Tengis
Tengis

Reputation: 2809

converting time to seconds and back

I have a date (I suppose it is in UTC, but may also be in localtime) I would like to convert this date to seconds ... and back (seconds --> date)

So, after some research in Stackoverflow I came up with those two functions:

def UTC_to_sec(utc_time):
    """
    convert time in UTC to seconds. 
    input: s string
    output: float
    """
    return time.mktime( datetime.datetime.strptime(utc_time, "%Y-%m-%d %H:%M:%S").timetuple() )

def sec_to_UTC(s):
   """
    convert time in to seconds  to UTC.  
    input: time in seconds (float)
    output: string

    """
   return datetime.datetime.utcfromtimestamp(s).strftime('%Y-%m-%d %H:%M:%S')

# test with mydate="2010-09-15 08:31:00"
print "time ", mydate, " (UTC) --> (",UTC_to_sec(maydate), ") [s] --> ",sec_to_UTC(UTC_to_sec(mydate)), " (UTC)"

The result is:

time 2010-09-15 08:31:00 (UTC) --> ( 1284532260.0 ) [s] --> 2010-09-15 06:31:00 (UTC)

Does this mean mydate was in localtime and not in UTC?

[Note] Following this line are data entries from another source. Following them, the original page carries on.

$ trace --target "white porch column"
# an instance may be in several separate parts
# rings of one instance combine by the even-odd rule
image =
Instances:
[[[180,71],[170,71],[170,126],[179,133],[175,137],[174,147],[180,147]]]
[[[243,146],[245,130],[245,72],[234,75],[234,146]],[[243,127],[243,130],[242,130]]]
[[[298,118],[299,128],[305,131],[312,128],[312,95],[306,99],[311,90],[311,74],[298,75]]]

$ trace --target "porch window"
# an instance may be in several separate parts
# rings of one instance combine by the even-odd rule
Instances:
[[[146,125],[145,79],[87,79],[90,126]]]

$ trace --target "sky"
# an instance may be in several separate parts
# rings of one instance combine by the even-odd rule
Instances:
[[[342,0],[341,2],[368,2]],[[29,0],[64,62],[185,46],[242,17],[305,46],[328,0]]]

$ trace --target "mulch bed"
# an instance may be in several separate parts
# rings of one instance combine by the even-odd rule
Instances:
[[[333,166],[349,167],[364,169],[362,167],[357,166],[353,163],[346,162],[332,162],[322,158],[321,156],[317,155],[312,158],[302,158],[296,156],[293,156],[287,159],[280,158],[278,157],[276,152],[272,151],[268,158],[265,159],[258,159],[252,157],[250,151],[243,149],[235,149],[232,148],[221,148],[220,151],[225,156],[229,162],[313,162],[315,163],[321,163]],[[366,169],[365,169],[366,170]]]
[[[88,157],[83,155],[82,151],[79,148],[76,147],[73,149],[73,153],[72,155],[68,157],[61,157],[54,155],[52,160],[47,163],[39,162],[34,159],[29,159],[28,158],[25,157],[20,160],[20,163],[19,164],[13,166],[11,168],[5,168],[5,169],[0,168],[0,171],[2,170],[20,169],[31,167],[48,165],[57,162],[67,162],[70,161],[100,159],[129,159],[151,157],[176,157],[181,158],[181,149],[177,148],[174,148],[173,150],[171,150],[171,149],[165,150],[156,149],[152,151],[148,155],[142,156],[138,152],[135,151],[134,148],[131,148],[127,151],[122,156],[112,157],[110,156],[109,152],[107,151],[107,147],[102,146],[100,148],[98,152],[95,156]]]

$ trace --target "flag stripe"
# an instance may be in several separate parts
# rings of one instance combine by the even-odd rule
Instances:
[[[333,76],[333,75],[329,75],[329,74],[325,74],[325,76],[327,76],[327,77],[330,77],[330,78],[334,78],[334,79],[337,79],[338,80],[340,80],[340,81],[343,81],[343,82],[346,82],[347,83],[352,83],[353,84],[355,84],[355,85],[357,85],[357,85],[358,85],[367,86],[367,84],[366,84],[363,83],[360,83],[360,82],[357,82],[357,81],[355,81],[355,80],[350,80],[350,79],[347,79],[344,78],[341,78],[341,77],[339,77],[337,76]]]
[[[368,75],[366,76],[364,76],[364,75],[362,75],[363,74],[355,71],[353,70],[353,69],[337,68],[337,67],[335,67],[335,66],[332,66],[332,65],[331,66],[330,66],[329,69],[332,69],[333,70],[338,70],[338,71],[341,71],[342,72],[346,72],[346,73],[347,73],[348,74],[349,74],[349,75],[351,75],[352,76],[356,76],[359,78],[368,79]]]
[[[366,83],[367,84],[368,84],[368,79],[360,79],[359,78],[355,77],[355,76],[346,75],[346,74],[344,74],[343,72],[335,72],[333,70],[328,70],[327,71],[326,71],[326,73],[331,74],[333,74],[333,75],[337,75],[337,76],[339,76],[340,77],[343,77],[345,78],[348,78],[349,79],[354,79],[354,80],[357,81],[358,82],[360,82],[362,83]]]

I only get the correct result when modifying the function sec_to_UTC() as follows:

datetime.datetime.utcfromtimestamp(s-time.altzone).strftime('%Y-%m-%d %H:%M:%S')

time.altzone being in my case -7200 [s]. But this is a nasty workaround.

My question is: What makes the aforementioned date-seconds-date conversion depends on the timezone?

Upvotes: 1

Views: 180

Answers (1)

unwind
unwind

Reputation: 399743

The culprit is time.mktime().

From the documentation:

This is the inverse function of localtime(). Its argument is the struct_time or full 9-tuple (since the dst flag is needed; use -1 as the dst flag if it is unknown) which expresses the time in local time, not UTC.